Voci allo specchio è una rubrica che raccoglie esperienze vissute legate al rapporto con l’alcol. In ogni episodio, testimonianze diverse per età e percorso si affiancano a un testo di riflessione, per dare spazio a ciò che spesso resta difficile da raccontare.

L’abuso di alcol non è solo una questione di quantità o di salute. È, prima di tutto, un’esperienza che modifica radicalmente il modo in cui abitiamo il tempo, il corpo e il presente. Bere in modo eccessivo non serve tanto a cercare piacere, quanto a sottrarsi all’esperienza immediata della vita.

Questo episodio di Voci allo specchio racconta cosa significa perdere la presenza a sé stessi e agli altri, e come la percezione del tempo e delle relazioni possa cambiare quando l’alcol smette di essere un dettaglio e diventa un filtro sul quotidiano.

Le riflessioni che seguono nascono dall’ascolto di queste esperienze e provano a soffermarsi su ciò che accomuna storie lontane tra loro, ma attraversate dalla stessa sensazione: quella di un tempo che scorre senza essere davvero abitato.

L’illusione di sospendere il tempo

Una delle prime conseguenze dell’alcol è la distorsione della percezione temporale. Il tempo smette di essere qualcosa da vivere e diventa qualcosa da far passare.
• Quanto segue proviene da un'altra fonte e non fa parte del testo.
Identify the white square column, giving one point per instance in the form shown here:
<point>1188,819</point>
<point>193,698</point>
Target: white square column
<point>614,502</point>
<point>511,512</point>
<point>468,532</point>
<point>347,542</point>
Le ore si sfumano, i ricordi si fanno frammentari, le serate si accorciano o si cancellano del tutto.
In questa sospensione artificiale, il tempo perde valore: non è più uno spazio di esperienza, ma un intervallo da riempire o da annullare. Il qui e ora, che richiede attenzione e presenza, viene sostituito da un “non-luogo” mentale in cui nulla è davvero sentito fino in fondo.

L’anestesia dei sensi

I sensi sono il nostro ancoraggio più potente al presente. Il corpo che sente, ascolta, assapora, percepisce, ci riporta continuamente al momento attuale. L’alcol agisce esattamente nella direzione opposta: attenua, smorza, anestetizza. I sapori diventano meno nitidi, le sensazioni corporee più confuse, le emozioni più ovattate. Ciò che dovrebbe metterci in contatto con la realtà viene reso opaco. Non è un caso che molte persone bevano per “non sentire”: non sentire il dolore, la noia, l’ansia, la solitudine. Ma insieme a queste emozioni si spegne anche la capacità di sentire ciò che è vivo.
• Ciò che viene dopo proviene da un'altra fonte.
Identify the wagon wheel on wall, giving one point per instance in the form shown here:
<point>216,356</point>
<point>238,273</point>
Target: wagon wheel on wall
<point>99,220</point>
Il paradosso dell'anestesia dell'alcol

Presenza contro dissociazione

Essere presenti nel qui e ora significa tollerare l’esperienza così com’è, senza filtri. L’abuso di alcol, invece, produce una forma di dissociazione leggera ma costante: si è fisicamente presenti, ma mentalmente altrove.
Questo allontanamento dal presente può sembrare un sollievo temporaneo, ma ha un costo profondo. Più ci si abitua a fuggire dal momento attuale, più il presente diventa qualcosa da evitare. Il corpo non è più una casa, ma un luogo da cui allontanarsi.

Il paradosso dell’anestesia

L’alcol promette sollievo, ma toglie vitalità. Promette di rendere tutto più sopportabile, ma riduce la capacità di attribuire significato alle esperienze. Quando i sensi sono spenti, anche il tempo si appiattisce. Le giornate si assomigliano, le esperienze perdono profondità, le relazioni si fanno più superficiali.
Il paradosso è che ciò che potrebbe davvero aiutare a restare nel presente — sentire il corpo, respirare, ascoltare, essere — viene sacrificato in nome di una tregua momentanea.

Ritrovare il qui e ora

Uscire dall’abuso non significa solo smettere di bere, ma reimparare a sentire. Tornare lentamente ai sensi, al corpo, al tempo vissuto. Accettare che il presente non è sempre confortevole, ma è l’unico luogo in cui la vita accade davvero.

Il qui e ora non ha bisogno di essere anestetizzato per essere abitabile. Ha bisogno di essere ascoltato.